Wednesday, January 04, 2012

#MARKETS: "Social Employees Becoming Brand Stewards"

When employees are trained in how to leverage social-media sites affiliated with an enterprise, they become the new brand stewards by expressing how corporations care about their customers and employees.

Andrea Goldberg, president and founder of Digital Culture Consulting, LLC (Bedford, N.Y.)

Forward-thinking companies are leveraging social media by allowing their employees to become brand stewards--who, by making positive postings, can improve perception and promote loyalty.

No one is questioning the major impact social media is having on businesses as enterprises increasingly switch to interactive and collaborative platforms for communicating with their employees and customers. One surprise to some, however, is that the employees on the front line of social media are now defining an enterprise’s brand, especially with regard to being a good place to work.

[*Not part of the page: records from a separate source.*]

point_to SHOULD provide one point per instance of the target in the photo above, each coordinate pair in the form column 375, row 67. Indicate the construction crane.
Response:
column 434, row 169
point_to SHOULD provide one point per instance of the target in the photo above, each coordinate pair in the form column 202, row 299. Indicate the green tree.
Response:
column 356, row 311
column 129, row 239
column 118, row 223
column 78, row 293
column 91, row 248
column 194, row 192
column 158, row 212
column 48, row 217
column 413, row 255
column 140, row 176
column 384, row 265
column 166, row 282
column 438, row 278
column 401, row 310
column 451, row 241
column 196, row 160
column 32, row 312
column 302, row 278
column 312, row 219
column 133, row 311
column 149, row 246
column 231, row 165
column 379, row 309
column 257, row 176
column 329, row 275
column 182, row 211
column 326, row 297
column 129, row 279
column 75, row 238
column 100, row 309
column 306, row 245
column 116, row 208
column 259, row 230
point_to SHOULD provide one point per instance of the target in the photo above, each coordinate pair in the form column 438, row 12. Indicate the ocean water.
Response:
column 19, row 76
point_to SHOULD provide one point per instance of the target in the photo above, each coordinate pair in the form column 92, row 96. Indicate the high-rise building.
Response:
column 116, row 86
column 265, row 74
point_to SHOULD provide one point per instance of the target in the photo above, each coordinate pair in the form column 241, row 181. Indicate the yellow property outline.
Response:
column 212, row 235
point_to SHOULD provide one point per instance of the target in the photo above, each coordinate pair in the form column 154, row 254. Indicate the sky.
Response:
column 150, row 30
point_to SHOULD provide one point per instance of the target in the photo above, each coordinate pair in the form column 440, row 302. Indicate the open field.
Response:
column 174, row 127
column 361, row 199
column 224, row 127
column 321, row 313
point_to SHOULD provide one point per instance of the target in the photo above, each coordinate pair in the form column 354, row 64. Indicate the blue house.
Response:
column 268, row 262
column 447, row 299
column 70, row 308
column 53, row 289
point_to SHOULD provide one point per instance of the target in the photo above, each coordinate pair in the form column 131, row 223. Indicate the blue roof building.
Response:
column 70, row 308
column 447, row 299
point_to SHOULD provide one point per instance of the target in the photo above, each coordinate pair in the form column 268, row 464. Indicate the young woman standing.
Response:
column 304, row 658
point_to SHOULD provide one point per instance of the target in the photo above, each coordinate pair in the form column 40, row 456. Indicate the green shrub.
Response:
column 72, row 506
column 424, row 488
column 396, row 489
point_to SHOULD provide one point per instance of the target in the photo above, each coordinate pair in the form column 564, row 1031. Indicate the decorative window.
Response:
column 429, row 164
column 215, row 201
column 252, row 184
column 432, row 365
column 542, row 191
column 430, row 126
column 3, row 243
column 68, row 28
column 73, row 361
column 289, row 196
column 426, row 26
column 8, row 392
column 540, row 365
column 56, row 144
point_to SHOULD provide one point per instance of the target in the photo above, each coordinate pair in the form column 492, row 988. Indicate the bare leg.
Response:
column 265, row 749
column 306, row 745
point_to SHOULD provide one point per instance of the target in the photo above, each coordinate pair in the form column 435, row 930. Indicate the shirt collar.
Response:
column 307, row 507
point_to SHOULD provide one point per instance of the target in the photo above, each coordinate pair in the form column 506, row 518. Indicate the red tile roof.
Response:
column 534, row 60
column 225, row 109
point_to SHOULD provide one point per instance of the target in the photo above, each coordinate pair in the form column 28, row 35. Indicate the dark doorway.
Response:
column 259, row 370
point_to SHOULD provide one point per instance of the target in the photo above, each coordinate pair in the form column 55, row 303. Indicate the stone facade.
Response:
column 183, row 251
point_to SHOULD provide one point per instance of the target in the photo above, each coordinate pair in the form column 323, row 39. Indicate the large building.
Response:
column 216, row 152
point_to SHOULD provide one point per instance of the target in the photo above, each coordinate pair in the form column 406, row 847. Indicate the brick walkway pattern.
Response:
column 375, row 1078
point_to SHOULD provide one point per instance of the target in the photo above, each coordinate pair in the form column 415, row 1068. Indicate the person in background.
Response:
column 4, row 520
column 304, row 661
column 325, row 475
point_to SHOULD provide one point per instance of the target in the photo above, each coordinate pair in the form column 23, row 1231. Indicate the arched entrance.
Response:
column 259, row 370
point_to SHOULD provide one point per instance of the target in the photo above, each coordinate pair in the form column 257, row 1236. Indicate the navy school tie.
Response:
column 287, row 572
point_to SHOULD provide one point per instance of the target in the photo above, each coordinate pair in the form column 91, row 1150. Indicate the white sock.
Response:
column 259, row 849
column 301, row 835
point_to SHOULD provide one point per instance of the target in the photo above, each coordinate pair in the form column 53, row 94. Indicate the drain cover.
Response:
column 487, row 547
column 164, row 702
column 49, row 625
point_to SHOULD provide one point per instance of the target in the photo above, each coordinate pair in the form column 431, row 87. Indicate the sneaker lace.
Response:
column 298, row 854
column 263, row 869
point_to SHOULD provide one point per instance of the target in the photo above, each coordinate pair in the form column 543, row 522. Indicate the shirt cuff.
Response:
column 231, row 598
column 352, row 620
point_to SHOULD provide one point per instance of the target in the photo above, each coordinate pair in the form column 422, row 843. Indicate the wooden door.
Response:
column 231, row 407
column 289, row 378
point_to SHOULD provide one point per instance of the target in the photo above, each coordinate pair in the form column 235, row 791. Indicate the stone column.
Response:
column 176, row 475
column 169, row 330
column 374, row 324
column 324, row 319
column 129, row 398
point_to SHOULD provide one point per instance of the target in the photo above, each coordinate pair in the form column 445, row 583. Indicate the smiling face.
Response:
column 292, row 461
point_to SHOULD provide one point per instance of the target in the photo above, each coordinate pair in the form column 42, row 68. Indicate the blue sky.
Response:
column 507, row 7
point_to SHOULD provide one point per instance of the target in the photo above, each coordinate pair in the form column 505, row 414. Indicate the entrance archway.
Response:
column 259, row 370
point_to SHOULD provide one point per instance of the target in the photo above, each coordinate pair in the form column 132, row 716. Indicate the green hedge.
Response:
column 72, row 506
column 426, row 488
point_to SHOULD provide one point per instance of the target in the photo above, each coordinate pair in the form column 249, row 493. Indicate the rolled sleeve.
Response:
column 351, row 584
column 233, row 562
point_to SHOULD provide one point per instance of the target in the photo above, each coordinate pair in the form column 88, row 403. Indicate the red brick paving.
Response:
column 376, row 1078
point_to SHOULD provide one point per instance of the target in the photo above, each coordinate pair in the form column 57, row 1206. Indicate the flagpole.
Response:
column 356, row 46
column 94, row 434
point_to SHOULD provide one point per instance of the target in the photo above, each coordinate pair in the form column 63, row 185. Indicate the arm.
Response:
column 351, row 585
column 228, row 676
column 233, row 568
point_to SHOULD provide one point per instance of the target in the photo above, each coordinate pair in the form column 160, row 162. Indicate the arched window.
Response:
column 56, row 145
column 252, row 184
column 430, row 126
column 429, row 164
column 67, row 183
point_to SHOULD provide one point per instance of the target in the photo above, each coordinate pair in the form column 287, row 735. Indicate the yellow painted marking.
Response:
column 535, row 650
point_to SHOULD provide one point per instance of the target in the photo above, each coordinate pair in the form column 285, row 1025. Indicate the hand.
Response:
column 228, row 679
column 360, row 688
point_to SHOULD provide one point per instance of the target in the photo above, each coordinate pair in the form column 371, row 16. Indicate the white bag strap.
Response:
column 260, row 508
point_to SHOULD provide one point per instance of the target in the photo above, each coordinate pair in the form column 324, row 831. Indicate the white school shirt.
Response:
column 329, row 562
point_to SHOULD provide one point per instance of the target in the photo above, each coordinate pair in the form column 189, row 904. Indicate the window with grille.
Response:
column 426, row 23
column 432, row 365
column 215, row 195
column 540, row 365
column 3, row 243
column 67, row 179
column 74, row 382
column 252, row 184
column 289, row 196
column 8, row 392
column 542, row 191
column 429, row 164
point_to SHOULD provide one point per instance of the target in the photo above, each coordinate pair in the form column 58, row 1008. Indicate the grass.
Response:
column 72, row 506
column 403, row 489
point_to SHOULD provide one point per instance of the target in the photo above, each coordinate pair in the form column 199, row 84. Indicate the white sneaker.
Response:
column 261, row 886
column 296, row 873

"The relatively new phenomenon of social media is contributing to organizational effectiveness, branding and customer support," said Andrea Goldberg, president and founder of Digital Culture Consulting, LLC (Bedford, N.Y.).

Last year, Burson-Marsteller found that in Fortune 100 companies more than 66 percent already used Twitter, 54 percent had a corporate Facebook page and 50 percent had a corporate YouTube channel. And this is only the beginning, since 90 percent of employees with marketing titles reported using social media in campaigns and 73 percent reported planning to increase their social-media efforts in 2012.

Employees, in particular, are coming to expect their employers to provide social-media mechanisms, since they already use sites like Facebook and LinkedIn to organize their business-oriented communications.

"Employees have the ability and the desire to use these tools to interact with their colleagues, managers and customers, and to accomplish work differently than by traditional methods," said Goldberg.

Just as sites like Yelp and Angie’s List allow customers to evaluate vendors, internal LinkedIn, Twitter and Facebook accounts are affecting recruiting, selection, rewards and incentives, as well as helping to define job roles, training and development efforts.
At forward-thinking companies that have already been moving up the social-media learning curve, employees’ social-media skills are turning them into the brand stewards of the enterprise, promoting loyalty and support for the enterprise's current employees and defining the company as a good place to work for potential new hires.

"They can help position the company as an employer of choice," said Goldberg who also listed as benefits greater transparency, trust, responsibility and innovation.

However, just as positive postings by employees boost a brand's perception, negative postings can do the opposite. Enterprises, however, are reducing incidents in which employees post comments that negatively affect the corporate brand by providing internal suggestion systems to which management directly responds, thus providing correction mechanisms that do not require employees to air dirty laundry in public.